Si tenés una parrilla adonde hacer fuego podés comprarle un disco de arado para cocinar miles de cosas. O sino una sartén grande y ponerla en un soporte. O la paellera. O comprar las 3 cosas y dejarte de joder. Si no tiene lugar para el fuego, un mechero de 3 líneas de fuego es suficiente para cualquier disco, sartén o paellera. Un buen disco dura toda la vida. Un quemador, también.

  • El fanático de la pasta

Arranquemos por una Pastalinda, producto con más de 60 años de vigencia. Ponele que querés completar el kit, un palo raviolero no viene mal. Si a eso le sumás el molde para sorrentinos ya tiene un set listo para hacer pasta a full. El enrulador de ñoquis ya lo debería tener, por algo le gusta la pasta. 

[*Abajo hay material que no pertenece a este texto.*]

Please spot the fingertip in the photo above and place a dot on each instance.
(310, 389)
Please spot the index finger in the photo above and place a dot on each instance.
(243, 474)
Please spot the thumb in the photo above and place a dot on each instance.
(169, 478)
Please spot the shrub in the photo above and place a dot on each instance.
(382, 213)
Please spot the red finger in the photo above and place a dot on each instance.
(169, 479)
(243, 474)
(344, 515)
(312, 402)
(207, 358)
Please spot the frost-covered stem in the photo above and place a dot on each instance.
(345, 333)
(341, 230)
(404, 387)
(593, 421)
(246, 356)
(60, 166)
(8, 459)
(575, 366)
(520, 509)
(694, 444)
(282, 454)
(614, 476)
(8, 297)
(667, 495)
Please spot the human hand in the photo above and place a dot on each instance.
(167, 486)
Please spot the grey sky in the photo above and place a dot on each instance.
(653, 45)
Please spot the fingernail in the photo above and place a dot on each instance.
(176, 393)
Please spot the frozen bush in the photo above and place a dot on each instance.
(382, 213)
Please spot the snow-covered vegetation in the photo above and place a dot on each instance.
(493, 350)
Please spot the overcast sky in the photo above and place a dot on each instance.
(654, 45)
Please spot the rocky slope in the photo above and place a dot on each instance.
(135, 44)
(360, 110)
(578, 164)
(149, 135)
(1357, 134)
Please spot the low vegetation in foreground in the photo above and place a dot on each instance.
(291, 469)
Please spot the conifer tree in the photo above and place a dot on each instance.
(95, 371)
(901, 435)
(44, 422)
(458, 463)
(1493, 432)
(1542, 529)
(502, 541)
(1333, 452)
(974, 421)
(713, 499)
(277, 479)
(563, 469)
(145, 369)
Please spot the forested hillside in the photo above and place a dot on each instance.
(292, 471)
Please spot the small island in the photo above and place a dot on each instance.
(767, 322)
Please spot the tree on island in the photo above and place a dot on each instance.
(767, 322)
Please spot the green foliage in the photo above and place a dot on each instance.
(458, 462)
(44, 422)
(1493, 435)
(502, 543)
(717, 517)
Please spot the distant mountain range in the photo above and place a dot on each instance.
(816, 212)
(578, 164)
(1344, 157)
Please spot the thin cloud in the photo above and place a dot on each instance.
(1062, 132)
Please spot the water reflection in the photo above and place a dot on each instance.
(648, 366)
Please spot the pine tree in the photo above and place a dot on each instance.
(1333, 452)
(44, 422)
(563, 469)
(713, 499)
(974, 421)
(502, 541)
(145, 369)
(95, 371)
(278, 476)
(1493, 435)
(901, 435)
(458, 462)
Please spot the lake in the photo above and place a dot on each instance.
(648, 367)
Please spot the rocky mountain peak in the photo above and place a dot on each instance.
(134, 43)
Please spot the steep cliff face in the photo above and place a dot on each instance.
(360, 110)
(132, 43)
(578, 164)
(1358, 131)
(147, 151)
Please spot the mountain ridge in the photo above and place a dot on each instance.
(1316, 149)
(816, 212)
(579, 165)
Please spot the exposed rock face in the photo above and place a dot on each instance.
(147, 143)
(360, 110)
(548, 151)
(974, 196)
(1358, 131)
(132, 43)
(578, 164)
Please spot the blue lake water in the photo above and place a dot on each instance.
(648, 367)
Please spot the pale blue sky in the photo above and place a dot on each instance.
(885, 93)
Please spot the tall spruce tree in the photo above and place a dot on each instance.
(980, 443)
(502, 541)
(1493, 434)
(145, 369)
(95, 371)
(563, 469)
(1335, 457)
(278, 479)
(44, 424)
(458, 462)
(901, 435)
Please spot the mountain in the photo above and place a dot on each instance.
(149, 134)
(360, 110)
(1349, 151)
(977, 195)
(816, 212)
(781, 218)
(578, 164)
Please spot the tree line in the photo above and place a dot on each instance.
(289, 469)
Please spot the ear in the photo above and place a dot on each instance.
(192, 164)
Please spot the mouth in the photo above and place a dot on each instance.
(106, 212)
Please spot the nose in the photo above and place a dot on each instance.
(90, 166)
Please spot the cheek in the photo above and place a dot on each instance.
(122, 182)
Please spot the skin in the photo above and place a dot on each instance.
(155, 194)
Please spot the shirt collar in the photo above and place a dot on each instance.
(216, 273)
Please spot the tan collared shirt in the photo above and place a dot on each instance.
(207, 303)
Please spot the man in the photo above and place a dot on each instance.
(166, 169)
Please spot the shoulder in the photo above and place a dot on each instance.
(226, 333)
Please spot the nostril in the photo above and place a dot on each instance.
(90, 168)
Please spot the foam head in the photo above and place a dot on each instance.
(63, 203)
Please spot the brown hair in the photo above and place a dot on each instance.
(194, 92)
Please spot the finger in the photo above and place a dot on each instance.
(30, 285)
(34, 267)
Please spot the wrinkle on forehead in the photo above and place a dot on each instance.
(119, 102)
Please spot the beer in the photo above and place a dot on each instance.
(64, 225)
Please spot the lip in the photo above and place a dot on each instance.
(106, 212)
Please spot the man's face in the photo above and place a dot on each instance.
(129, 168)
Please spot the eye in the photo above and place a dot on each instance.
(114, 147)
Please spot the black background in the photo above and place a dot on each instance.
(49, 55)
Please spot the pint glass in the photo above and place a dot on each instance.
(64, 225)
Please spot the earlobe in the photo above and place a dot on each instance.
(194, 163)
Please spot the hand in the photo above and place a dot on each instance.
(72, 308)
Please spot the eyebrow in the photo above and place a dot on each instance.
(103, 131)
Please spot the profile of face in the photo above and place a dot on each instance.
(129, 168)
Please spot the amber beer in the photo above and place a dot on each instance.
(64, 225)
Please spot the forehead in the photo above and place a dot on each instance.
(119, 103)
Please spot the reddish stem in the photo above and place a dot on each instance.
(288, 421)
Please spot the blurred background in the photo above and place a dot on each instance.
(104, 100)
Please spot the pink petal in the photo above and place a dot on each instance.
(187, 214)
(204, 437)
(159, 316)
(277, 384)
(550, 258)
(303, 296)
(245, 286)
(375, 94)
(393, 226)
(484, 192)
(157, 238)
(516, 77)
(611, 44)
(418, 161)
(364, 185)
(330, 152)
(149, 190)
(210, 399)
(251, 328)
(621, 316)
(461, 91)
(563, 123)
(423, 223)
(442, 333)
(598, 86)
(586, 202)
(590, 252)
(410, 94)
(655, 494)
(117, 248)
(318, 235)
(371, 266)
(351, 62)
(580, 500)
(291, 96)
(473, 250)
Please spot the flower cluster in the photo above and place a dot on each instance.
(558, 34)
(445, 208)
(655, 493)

  • El que quiere cocinar en casa


Si bien hay mil cosas que necesitás para hacer de tu día de cocinero algo cómodo, arrancaría por un buen cuchillo de chef de unos 20cm y un pequeño cuchillo de oficio para trabajos manuales. Hay sets donde vienen ambos, podés tirarte a uno de esos. Pela papas, ralladores, pinzas para carne, tablas de colores por cada alimento para diferenciar y evitar la contaminación cruzada, espátulas, coladores chinos (se llama así, no es chiste), fundamental tener una buena balanza, especialmente electrónica, así sabés con exactitud lo que estás pesando. Si querés arrancar regalándole productos para cocinar podés entrar a ver todo lo que importa San Giorgio, desde arroces hasta leche de coco, y armarle una linda alacena de productos a tu papi gourmet.

  • Lector Gourmet


Comfort Food de Jamie Oliver, un libro que se puso de moda ahora por la movida del inglés que llevó a las redes sociales a subir fotos a Instagram de todo tipo de comidas hogareñas.

Cocinemos En Un Toque de Jimena Monteverde, la cocinera más canchera de la tele que enseña a cocinar de una forma fácil, simple y eficiente.

La Cocina De Les Halles de Anthony Bourdain, un libro con excelentes recetas que sigo al pie de la letra cada vez que quiero recurrir a la gastronomía francesa de hogar, y bodegón.

De Mar a Mar de Takehiro Ohno, libro del japonés formado originalmente en cocina española que es tan tranquilo a la hora de explicar platos que ni se te ocurriría podés hacer en tu casa.

El Arte de la Cocina Francesa de Julia Child, un gran libro de cocina francesa que viene siendo un elegido de hace ya muchos años entre los lectores.

El Gran Libro De Doña Petrona de Petrona Gandulfo, un clásico de clásicos, con recetas de antaño, y no tanto.